Negativ stechen die Hotellerie und Gastronomie hervor: 54 Prozent der in dieser Branche Beschäftigten haben überhaupt keine Weiterbildung absolviert. Dieser hohe Wert, der wahrscheinlich auch durch die äußeren Umstände während des Befragungszeitraumes (noch während der laufenden Corona-Pandemie im Jahr 2021) beeinflusst ist, bestätigt dennoch dieses negative Merkmal für die Branche, welche selbst in „normalen“ Zeiten die niedrigsten Weiterbildungsquoten zu verzeichnen hatte (2015 hatten nur 38 Prozent der Mitarbeitenden an Weiterbildungen teilgenommen).
Die Branche Erziehung und Unterricht schneidet hingegen gut ab; hier haben nur 15 Prozent der Beschäftigten überhaupt keine Weiterbildung gemacht. Allgemein wird Weiterbildung im gesamten öffentlichen Sektor großgeschrieben, was vor allem darauf zurückzuführen ist, dass sie zu einem guten Teil verpflichtend ist.
Mehr Karrierechancen in der Privatwirtschaft
Der öffentliche Sektor punktet zwar bei der Weiterbildung, hat allerdings bei den Karrieremöglichkeiten noch Nachholbedarf. „Gerade dieser Aspekt ist allerdings bei der Anwerbung von jungem und motiviertem Personal mitentscheidend“, gibt Hölbling zu bedenken. Den Jobs im öffentlichen Bereich werden oft schlechte Aufstiegsmöglichkeiten nachgesagt: Nur etwas mehr als jeder vierte in der Branche Unterricht und Erziehung Beschäftigte (26 Prozent) ist der Meinung, dass Arbeitskräfte in den Kindergärten, Sozialarbeiter und Lehrpersonen sehr gute oder gute Aufstiegsmöglichkeiten haben, während 58 Prozent dies nicht oder überhaupt nicht so sehen. In der öffentlichen Verwaltung fallen die negativen Antworten zu den Karrieremöglichkeiten weniger dramatisch aus, aber auch hier geben 42 Prozent der Befragten an, wenig Aufstiegschancen zu haben.
In der Privatwirtschaft ist die Situation ganz anders: Im Baugewerbe beispielsweise sagen zwei von drei Beschäftigten, dass sie gute Karrierechancen haben. Das sehen auch 58 Prozent der Beschäftigten in der Hotellerie und Gastronomie sowie 52 Prozent der Beschäftigten im Verarbeitenden Gewerbe so.

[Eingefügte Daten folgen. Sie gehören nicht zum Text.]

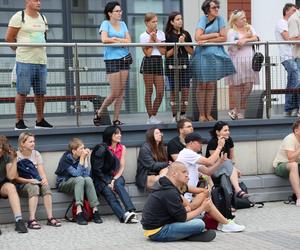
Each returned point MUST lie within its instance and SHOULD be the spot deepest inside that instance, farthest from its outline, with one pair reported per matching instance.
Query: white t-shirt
(189, 158)
(285, 50)
(145, 38)
(31, 31)
(289, 143)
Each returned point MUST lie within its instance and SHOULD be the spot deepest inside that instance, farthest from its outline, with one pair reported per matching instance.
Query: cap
(193, 137)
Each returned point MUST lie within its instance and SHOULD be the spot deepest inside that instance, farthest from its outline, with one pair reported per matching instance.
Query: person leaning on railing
(241, 54)
(117, 60)
(175, 33)
(29, 26)
(152, 66)
(209, 63)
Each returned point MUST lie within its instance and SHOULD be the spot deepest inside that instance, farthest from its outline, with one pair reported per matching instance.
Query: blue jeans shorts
(31, 75)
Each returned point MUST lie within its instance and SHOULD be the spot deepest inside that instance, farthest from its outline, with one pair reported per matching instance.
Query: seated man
(197, 163)
(164, 217)
(286, 162)
(8, 171)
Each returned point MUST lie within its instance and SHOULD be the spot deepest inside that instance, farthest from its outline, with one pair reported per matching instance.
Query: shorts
(184, 79)
(31, 75)
(152, 65)
(282, 170)
(116, 65)
(32, 190)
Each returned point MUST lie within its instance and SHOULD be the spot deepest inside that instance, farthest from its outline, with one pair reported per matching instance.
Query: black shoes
(43, 124)
(96, 217)
(20, 125)
(21, 227)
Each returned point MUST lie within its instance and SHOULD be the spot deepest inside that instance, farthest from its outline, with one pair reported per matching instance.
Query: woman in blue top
(210, 63)
(117, 59)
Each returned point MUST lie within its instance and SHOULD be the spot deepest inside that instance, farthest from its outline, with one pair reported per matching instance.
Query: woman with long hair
(152, 66)
(221, 130)
(176, 33)
(152, 160)
(34, 187)
(108, 165)
(209, 63)
(114, 30)
(242, 81)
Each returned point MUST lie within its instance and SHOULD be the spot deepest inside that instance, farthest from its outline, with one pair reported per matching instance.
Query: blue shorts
(31, 75)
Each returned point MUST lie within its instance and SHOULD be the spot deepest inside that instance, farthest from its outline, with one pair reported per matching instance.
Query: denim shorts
(28, 75)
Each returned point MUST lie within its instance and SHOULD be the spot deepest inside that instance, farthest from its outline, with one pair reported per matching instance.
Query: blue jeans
(179, 230)
(113, 201)
(292, 68)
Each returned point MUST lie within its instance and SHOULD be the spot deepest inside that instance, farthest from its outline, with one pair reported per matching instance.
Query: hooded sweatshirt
(163, 206)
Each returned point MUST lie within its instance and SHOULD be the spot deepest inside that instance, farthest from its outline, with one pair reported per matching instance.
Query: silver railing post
(268, 80)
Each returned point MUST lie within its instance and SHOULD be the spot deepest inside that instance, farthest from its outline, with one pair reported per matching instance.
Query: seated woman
(108, 165)
(33, 187)
(73, 176)
(8, 172)
(221, 129)
(152, 160)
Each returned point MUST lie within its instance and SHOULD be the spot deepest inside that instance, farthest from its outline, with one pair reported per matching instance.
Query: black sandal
(97, 119)
(118, 122)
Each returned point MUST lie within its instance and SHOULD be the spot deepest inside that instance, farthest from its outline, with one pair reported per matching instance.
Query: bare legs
(117, 83)
(205, 97)
(158, 82)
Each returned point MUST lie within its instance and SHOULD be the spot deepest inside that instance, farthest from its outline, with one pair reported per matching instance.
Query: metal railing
(74, 68)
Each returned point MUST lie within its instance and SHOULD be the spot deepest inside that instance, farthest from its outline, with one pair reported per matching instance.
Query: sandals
(33, 224)
(118, 122)
(242, 194)
(97, 119)
(53, 222)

Unterschiede in der Einschätzung der beruflichen Aufstiegschancen zeigen sich nicht nur aufgrund der Branchenzugehörigkeit, sondern auch aufgrund des Alters: „In den drei genannten Branchen sind die Arbeitnehmenden im Durchschnitt jünger und haben noch Ziele und Pläne, während das Durchschnittsalter im öffentlichen Sektor höher ist und daher viele der Befragten bereits den Höhepunkt ihrer Karriere erreicht haben dürften“, so Hölbling abschließend.